The “definite” and “possible” diagnostic categories criteria were clearly modeled after the definition of VWD as an autosomal dominant bleeding disorder due to the reduction of circulating VWF. Although these criteria may provide a common diagnostic background, they also have several weaknesses. First, the definition for “a significant bleeding history” is uncertain, since the high frequency of bleeding symptoms reported in healthy controls challenges the idea that a bleeding disorder should be sought in every subject referring some. For instance, profuse menstrual bleeding has been reported to occur at least once during the fertile period in up to 44% of women; epistaxis in 5-36% of children; and at least one hemorrhagic symptom is reported by 40-50% of men and 50-60% of women.[3-7] Such figures were recently confirmed in a very large investigation (n=500) on the prevalence of bleeding symptoms, in which menorrhagia was reported by 47% of women, epistaxis by 25%, easy bruising by 18%, and prolonged bleeding after tooth extraction by 18% of the whole sample.[8]

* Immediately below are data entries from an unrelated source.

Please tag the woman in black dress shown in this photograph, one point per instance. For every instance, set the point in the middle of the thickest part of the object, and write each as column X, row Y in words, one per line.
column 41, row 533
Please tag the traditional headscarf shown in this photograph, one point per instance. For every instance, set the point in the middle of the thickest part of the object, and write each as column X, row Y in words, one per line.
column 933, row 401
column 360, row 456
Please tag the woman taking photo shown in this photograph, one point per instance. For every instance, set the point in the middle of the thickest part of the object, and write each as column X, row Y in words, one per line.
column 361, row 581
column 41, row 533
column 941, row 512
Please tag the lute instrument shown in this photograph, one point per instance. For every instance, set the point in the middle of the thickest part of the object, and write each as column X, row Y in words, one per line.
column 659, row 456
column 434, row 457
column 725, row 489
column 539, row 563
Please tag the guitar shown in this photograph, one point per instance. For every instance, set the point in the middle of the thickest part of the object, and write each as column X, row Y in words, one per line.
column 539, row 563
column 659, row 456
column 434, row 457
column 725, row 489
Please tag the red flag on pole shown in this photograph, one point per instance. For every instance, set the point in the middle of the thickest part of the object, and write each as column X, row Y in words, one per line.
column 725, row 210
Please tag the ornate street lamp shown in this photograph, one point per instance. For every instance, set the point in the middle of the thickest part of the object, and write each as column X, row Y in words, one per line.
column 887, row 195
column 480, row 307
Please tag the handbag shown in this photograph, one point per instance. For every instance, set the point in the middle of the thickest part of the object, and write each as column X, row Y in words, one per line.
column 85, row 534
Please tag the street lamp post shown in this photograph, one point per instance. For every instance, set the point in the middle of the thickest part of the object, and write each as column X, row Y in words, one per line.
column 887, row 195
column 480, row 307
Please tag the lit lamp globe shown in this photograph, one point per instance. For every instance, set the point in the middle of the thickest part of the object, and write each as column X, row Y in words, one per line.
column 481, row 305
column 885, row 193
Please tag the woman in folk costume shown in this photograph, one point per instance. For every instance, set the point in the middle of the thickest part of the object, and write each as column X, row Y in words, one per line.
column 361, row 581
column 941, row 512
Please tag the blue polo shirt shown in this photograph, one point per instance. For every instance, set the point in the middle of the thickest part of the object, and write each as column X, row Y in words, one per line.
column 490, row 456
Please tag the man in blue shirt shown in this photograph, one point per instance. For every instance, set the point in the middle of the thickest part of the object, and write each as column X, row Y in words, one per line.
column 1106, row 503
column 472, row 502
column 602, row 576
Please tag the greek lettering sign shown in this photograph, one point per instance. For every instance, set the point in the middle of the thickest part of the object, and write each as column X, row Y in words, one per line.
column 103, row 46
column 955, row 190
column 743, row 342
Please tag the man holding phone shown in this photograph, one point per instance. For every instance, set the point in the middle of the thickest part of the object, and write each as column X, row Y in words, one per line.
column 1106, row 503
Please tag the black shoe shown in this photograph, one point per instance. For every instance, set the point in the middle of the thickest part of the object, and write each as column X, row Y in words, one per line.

Second, incomplete penetrance and variable expressivity due to environmental (e.g., age, stress, pregnancy, menstruation, drugs) or epigenetic (e.g., ABO blood group) factors may significantly interfere with the laboratory diagnosis of type 1 VWD patients.[9] Finally, these provisional have never been validated and their sensitivity and specificity in a clinical setting remain unknown.
In this brief review, we will therefore focus on the role of bleeding history in the diagnosis of VWD, as apparent from recent studies.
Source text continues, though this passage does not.